La Saskatchewan a même abaissé cette limite à 0,04. Seul le Québec ne s’est pas doté d’un tel système de sanctions administratives pour les conducteurs qui soufflent un taux entre 0,05 et 0,08. Ces sanctions prévoient des amendes, des saisies de véhicule et des suspensions de permis de conduire.
Des projets de loi en ce sens n’ont rien donné dans le passé. Le gouvernement libéral du Québec a tenté sans succès de faire passer la limite permise à 0,05 en 2007, puis en 2010.
Depuis longtemps, l’Institut national de santé publique du Québec prône également pour la diminution du taux d’alcoolémie permis. Elle a d’ailleurs déposé des mémoires en ce sens à la Commission des transports, en 2010 et en 2018, rappelant que «la littérature scientifique est unanime quant à l’effet de l’abaissement du taux légal sur les collisions routières».

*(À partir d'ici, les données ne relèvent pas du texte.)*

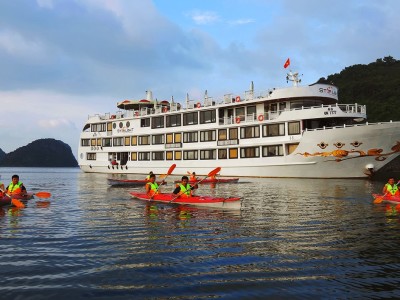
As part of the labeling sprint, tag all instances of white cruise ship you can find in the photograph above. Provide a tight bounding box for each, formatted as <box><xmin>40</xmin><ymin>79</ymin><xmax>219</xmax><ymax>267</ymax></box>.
<box><xmin>77</xmin><ymin>71</ymin><xmax>400</xmax><ymax>178</ymax></box>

Dans une étude réalisée par l’Association pour la santé publique du Québec en 2022, on apprend que le nombre d’accidents mortels causés par l’alcool avait diminué de 52% en Colombie-Britannique, deux ans après l’instauration du système sanctionnant les automobilistes qui conduisent avec un taux supérieur à 0,05.
Pas moins de 23,5% des conducteurs qui sont décédés sur les routes du Québec en 2022 avaient un taux d’alcoolémie supérieur à 0,08, selon le plus récent bilan routier de la SAAQ.